If signed into law under Slovenia’s Income Tax Act, the proposed bill would levy a 10% tax on all fiat-to-crypto conversions and cryptocurrency payments. The tax liability threshold, however, will be set at 15,000 euros ($17,387) for the calendar year. Crypto taxes will not be levied on investors who stay within the limit. The authorities had previously stated their motivation for enacting the crypto tax:
“We would like to emphasize that the amount a Slovenian tax resident receives on their bank account when converting virtual currency into cash or when purchasing something will be taxed, not the profit.”
The Slovenian draft crypto tax bill would only apply to the purchase of goods and services, as well as the conversion of crypto assets into fiat currencies. While the finance ministry’s proposal is expected to be approved by November 10, the law will go into effect on January 1, 2022.
The bill would also require Slovenian citizens to calculate the tax by taking into account the real-time value of cryptocurrency at the time of redemption and acquisition. Investors will also be required to pay a 25% tax on unrealized gains calculated by calculating the price difference between the purchase and sale of cryptocurrencies.
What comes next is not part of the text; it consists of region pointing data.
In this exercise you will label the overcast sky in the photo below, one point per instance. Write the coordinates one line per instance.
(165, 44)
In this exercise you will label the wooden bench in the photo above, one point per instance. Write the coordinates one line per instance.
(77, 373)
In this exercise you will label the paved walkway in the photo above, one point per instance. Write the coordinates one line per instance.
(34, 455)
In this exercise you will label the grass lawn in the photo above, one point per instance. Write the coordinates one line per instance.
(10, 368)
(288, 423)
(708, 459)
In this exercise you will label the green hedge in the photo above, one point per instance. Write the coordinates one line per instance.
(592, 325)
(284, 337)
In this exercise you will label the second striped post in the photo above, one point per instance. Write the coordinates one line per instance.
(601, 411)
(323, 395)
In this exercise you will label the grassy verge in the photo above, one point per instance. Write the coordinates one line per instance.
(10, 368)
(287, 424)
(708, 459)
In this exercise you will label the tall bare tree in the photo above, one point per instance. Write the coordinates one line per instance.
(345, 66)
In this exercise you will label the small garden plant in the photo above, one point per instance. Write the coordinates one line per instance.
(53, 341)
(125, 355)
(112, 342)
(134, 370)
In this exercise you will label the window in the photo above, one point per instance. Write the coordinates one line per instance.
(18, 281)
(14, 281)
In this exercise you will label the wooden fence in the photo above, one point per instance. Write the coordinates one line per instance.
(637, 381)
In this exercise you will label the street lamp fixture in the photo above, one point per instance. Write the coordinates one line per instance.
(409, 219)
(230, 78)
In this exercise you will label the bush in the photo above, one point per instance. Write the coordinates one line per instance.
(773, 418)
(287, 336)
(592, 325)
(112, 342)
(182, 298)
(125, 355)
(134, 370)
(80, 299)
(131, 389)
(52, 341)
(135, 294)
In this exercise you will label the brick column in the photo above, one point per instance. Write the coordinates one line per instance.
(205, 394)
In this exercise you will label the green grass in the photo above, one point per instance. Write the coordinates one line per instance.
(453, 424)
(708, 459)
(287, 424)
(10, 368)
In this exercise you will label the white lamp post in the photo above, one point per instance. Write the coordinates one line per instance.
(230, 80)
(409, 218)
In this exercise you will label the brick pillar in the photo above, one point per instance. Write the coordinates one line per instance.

Individuals who fail to comply with their tax obligations will face fines ranging from 250 euros ($290) to 5,000 euros ($5,795) on a case-by-case basis.
According to a Chainalysis study, Europe’s crypto addition drive is exploding. Between July 2020 and June 2021, the central, northern, and western regions of Europe (CNWE) received more than $1 trillion in digital assets, according to the report. As a result, CNWE accounted for 25% of global cryptocurrency activity.